JAPANESE SNAPSHOTS – #25 – LAUNDRY DAY

When you walk around the residential areas of any Japanese city you can’t help but notice the laundry hanging outside to dry.  Many apartments have small balconies and everyone of them is bound to have a clothes line or hooks where the owner dries their clothes, bed sheets, and linens.  It makes for a very colorful scene, like bright flower prints hanging in the air.

As I mentioned previously, the average Japanese apartment is pretty tiny (1,300 sf) and that doesn’t leave a lot of space for a washer and dryer.  One of the ways the Japanese address this space issue is by having much smaller washers and dryers compared to those in other developed counties — the average capacity is about ten pounds — but being ingenious folks, the Japanese have invented a tiny washer/dryer combo.  Having such limited capacity means that a washer is running constantly, doing multiple loads.

According to the website Taiken Japan (Explore Japan), “Most apartment balconies come equipped with two metal “arms” affixed. These “arms” are pulled up and out, and have regularly spaced holes into which long metal poles are inserted. These poles are usually from three to five meters in length, and 2.5 centimeters in diameter. They’re called either “sao-take”, as in bamboo pole, the original old type, or “monohoshizao”, which means a pole for clothes.  You may buy the poles at a home center or from one of the little trucks that slowly drives through the residential areas blaring a pre-recorded message to come out and buy laundry poles. Plastic clips keep laundry from blowing or falling of the poles. They come in various shapes and colors, with sizes ranging from small enough for lingerie to large enough to hold futons. Multi-slot racks for inserting clothes hangers make it possible to hang many shirts in a small area. Special hangers with clamp hooks keep everything securely attached to laundry poles.”

 

When its rainy, or in spring when the pollen level is high, or if it’s dusty outside, they hang their laundry inside to dry.  And the Japanese have even developed a special detergent for clothes that are dried inside.
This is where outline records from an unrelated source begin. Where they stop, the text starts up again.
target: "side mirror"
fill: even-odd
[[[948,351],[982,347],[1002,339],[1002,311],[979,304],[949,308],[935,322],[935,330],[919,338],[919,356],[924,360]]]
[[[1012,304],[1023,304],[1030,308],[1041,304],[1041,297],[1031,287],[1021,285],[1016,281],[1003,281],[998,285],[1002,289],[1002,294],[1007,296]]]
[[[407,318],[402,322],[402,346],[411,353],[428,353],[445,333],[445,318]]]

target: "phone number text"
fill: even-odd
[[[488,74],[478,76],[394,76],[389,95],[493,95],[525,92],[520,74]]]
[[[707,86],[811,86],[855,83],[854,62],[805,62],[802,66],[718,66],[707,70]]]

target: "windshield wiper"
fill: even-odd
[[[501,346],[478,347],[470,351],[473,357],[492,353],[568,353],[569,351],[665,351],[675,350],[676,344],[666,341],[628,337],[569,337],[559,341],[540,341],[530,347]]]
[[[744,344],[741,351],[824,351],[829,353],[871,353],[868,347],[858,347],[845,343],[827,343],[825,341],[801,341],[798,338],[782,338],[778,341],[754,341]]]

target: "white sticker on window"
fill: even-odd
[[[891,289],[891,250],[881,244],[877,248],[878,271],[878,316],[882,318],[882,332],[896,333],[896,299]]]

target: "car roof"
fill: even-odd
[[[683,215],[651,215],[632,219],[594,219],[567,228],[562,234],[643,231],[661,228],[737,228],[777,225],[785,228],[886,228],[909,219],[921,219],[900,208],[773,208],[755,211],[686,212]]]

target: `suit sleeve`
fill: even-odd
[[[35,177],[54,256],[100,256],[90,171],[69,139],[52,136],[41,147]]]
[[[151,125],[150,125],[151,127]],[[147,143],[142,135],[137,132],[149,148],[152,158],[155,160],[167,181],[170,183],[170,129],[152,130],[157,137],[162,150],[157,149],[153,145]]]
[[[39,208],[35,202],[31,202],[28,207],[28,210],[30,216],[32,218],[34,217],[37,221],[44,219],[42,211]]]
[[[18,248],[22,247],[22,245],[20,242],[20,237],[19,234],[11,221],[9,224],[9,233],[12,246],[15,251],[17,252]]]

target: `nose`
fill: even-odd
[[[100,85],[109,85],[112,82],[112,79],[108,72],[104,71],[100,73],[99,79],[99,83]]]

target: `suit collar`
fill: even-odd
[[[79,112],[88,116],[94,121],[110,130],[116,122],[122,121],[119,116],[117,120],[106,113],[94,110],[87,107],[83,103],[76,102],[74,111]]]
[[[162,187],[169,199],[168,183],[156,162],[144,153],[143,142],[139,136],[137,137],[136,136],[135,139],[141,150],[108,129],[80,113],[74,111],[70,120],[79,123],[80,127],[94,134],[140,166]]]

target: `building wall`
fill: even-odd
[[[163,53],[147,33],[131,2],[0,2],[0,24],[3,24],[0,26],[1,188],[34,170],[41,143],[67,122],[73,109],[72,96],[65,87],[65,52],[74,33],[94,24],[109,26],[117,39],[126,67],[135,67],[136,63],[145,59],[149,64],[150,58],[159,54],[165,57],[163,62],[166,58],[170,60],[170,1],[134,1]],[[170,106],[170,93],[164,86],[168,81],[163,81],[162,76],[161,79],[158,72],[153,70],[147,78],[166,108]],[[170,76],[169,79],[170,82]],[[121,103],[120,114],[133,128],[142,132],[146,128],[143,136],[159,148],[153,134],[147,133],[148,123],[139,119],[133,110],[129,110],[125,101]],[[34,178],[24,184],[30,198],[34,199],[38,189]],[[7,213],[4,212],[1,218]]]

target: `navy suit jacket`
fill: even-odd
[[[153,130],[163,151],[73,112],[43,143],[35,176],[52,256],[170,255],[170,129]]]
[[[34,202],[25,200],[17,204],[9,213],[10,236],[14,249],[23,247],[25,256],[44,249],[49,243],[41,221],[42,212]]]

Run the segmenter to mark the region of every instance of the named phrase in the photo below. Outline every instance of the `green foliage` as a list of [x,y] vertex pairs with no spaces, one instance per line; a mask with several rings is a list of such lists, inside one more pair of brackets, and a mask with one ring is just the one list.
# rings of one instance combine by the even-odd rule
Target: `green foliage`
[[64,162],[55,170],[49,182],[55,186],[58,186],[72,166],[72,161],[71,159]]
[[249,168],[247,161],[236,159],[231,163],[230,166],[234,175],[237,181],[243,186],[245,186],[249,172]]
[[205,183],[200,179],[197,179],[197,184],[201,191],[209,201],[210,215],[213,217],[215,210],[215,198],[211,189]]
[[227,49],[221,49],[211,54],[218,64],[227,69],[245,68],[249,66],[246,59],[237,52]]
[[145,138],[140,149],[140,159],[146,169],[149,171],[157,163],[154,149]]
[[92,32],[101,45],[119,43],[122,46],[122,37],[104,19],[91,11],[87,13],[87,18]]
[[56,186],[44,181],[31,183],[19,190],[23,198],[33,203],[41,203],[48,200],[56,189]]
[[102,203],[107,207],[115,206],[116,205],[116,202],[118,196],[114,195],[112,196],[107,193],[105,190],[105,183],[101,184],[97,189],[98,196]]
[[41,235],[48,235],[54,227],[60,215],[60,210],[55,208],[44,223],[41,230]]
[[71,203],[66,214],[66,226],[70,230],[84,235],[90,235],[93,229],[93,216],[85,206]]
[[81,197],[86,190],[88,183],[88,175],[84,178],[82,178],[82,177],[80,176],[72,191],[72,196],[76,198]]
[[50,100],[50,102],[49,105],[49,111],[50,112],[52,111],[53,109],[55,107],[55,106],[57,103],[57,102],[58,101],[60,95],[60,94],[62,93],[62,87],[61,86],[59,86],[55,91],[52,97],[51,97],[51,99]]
To save energy, the Japanese clean their clothes with cold water, and to save money on water, they often have a hose running from the bath and reuse the bathwater.  That sounds a bit unsanitary to me, but you do what you gotta do, I guess.

For those who want to do larger loads, there are coin-operated laundromats.  But most Japanese avoid doing their laundry in such places.  And in a nation that prides themselves on being “crime free”, the one place where this does not apply is at a public laundromat.

Inna and I had accumulated a large quantity of dirty clothes by the second week and we toyed with the idea of doing our laundry at a public laundromat.  But we warned at the hotel that if we did, we should not leave it unattended because it might get stolen.  We found this a little hard to believe, but decided to use the hotel’s expensive cleaning services just in case.

Japan is a nation of contradictions, and one of the oddest was that you could park an unlocked bicycle anywhere you liked and it would not be stolen; you could walk through the seediest parts of Tokyo in the wee hours of the morning and not fear that you might get mugged; or you could forget your phone on a park bench and return for it an hour later and it would still be sitting there where you left it; but if you take your clothes to a public laundromat and step out for a quick bite while it’s running through the wash cycle, there’s a good chance someone will steal you stuff.   Go figure.